COP 3503 Fall 2010 Programming Assignment #1
Assigned: Wednesday, 8/25/10
Due: Wednesday, 9/8/10
Problem: MCSP
The Problem
Susan spent all her money on textbooks and has turned to gambling. Since she knows
you can help her, she decided to gamble shrewdly. The rules of the game are
straightforward: each player gets a sequence of integers. The players must determine the
maximum product value that can be computed with non empty sub-sequences of
consecutive numbers from the given sequence. The winner is the one which gets first the
right result. As an example, the maximum sub-sequence product of the array:
0
-2
10
0
0
-6
-3
is the subsequence:
-6
-3
and has a product of 18.
The Input
The input consists of several arrays of size N integers. The first line of the input is a
single positive integer k, signifying the number of test cases. Each test case will follow.
The first line of each test case will contain a single positive integer N (0 < N) indicating
the size of array. This is followed by 1 line that contain N real numbers separated by
white space. The numbers in the array will be in the range [-127, 127]. The input will be
from the file "product.in"
The Output
You will output a single line for each test case.
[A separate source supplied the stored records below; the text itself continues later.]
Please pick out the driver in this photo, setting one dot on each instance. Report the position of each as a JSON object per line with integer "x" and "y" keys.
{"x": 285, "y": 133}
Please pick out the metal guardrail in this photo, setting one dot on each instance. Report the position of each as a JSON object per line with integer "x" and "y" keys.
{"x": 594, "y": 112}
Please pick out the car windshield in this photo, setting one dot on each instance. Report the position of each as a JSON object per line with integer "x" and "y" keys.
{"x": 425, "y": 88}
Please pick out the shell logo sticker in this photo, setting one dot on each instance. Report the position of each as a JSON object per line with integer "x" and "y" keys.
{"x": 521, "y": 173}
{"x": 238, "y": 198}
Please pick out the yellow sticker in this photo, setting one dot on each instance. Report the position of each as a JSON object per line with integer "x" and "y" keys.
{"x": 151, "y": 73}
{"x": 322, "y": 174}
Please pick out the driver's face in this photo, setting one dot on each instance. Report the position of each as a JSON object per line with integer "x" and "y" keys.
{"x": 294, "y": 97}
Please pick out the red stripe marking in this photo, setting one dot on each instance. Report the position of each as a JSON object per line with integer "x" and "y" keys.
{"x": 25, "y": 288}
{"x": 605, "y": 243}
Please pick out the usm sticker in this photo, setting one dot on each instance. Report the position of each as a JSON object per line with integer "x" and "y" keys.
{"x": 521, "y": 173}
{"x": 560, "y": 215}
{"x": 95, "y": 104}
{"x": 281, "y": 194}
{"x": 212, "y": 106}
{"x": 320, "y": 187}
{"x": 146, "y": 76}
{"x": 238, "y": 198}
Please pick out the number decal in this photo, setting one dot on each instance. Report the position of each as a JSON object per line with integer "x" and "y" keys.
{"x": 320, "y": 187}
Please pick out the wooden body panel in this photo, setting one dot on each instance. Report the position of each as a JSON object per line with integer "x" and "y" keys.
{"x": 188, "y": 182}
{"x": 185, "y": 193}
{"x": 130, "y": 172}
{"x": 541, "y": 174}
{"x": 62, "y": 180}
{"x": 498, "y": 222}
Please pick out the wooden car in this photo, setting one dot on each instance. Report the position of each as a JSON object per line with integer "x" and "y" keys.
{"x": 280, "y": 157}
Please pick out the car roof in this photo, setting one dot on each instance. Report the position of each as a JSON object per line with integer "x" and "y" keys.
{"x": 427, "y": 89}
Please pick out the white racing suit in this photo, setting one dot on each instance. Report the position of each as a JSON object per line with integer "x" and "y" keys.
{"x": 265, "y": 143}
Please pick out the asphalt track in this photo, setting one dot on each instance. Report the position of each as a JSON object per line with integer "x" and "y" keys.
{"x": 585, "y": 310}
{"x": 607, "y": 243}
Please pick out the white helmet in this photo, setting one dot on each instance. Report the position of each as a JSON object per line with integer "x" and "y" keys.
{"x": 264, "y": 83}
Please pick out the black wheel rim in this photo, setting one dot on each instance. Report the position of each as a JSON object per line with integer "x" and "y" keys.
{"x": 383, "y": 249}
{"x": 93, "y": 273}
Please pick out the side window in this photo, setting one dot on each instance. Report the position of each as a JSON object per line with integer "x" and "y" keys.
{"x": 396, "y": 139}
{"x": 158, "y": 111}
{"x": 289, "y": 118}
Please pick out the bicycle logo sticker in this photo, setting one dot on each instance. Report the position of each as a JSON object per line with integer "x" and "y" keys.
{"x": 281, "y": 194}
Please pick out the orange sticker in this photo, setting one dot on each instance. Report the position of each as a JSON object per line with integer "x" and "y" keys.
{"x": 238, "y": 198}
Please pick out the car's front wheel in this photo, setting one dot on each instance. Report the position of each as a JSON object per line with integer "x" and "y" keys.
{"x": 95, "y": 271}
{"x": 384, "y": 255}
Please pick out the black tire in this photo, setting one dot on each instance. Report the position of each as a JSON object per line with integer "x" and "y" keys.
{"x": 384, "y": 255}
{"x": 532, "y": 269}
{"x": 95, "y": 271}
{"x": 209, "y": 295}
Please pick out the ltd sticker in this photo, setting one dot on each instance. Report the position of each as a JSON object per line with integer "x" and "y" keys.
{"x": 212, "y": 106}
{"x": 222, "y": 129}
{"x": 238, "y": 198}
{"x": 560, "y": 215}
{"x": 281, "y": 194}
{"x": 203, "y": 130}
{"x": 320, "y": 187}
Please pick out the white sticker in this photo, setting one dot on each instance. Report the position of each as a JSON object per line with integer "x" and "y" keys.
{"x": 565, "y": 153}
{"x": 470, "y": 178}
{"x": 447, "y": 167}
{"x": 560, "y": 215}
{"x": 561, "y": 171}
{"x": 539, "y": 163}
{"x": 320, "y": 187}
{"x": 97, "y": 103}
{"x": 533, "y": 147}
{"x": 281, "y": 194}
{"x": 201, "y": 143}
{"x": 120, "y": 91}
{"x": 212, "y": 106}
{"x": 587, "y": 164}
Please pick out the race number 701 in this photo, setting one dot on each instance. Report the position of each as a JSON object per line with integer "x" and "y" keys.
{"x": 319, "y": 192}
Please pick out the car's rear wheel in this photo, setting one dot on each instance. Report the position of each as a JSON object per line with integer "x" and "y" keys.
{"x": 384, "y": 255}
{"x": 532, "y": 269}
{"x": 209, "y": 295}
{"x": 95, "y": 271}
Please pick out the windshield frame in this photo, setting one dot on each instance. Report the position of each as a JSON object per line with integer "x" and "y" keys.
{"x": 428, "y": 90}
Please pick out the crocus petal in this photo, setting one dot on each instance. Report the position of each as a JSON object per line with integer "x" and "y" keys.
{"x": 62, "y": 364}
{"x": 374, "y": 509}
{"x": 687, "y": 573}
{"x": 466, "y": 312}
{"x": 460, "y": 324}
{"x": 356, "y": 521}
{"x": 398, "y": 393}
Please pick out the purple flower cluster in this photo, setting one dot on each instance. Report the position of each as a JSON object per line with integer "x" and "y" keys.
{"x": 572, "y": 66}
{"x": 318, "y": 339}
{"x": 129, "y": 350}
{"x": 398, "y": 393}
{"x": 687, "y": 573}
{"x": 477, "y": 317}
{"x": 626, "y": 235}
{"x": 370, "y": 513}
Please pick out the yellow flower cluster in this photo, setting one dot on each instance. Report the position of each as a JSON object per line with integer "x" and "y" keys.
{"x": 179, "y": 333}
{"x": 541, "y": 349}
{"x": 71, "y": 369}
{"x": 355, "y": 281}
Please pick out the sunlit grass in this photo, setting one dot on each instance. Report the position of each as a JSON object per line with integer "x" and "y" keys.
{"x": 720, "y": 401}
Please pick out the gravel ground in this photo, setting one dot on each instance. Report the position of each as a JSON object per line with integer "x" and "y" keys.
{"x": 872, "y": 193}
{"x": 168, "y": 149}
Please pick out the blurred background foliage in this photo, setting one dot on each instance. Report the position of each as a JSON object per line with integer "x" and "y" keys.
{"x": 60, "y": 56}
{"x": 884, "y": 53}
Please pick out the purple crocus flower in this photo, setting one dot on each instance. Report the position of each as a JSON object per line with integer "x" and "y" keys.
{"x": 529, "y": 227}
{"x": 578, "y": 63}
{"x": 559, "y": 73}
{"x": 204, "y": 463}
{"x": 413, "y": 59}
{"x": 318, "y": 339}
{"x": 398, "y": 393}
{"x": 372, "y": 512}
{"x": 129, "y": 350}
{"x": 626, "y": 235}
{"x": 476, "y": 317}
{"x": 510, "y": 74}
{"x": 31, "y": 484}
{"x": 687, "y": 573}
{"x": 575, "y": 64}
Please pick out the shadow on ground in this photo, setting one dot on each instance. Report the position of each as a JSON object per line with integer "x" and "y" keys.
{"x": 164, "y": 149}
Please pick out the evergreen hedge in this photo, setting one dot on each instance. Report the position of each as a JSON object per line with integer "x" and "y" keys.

The line will follow the following format:
Test case #i: The maximal product is X.
where i represents the test case being processed, and X represents the maximal product of
that test case. The output should be to the screen.
Sample Input File
3
2
3 -1
3
6 -2 -3
5
0 -2 -7 0 13
Sample Corresponding Output
Test case #1: The maximal product is 3.
Test case #2: The maximal product is 36.
Test case #3: The maximal product is 14.
Theoretical and Experimental Analysis
You will analyze your code to determine a theoretical run-time and verify this work by
doing an experimental analysis of your implementation as shown in class. Do this work
in a separate Word document. First include the theoretical analysis, highlighting the
relevant parts of your code. Then, provide a chart with appropriate experimental runtimes for various values of N, the value of one dimension of the input array. Use this
chart to draw a conclusion about the experimental run-time of your algorithm. After you
are done with this part of the assignment, edit the code so it runs according to the sample
input and output listed above.
Grading Details
Using n as defined above, there are algorithms that solve this problem with the following
running times: θ(n3), θ(n2), and θ(n). Your program will be graded based on its
correctness AND efficiency. A correctly running program with a run-time of θ(n3) will
earn a maximum of 70 points. A correctly running program with a run-time of θ(n2) will
earn a maximum of 85 points. A correctly running program with a run-time of θ(n) will
earn a maximum of 100 points. But, remember that correctness is most important. You
will lose points for all incorrect test cases.
What to turn in
Turn in your code in a single file called maxproduct.java over WebCourses.
Turn in both your theoretical and experimental analysis in a file called Analysis.doc over
WebCourses. (You may turn in a .txt file instead if you prefer.)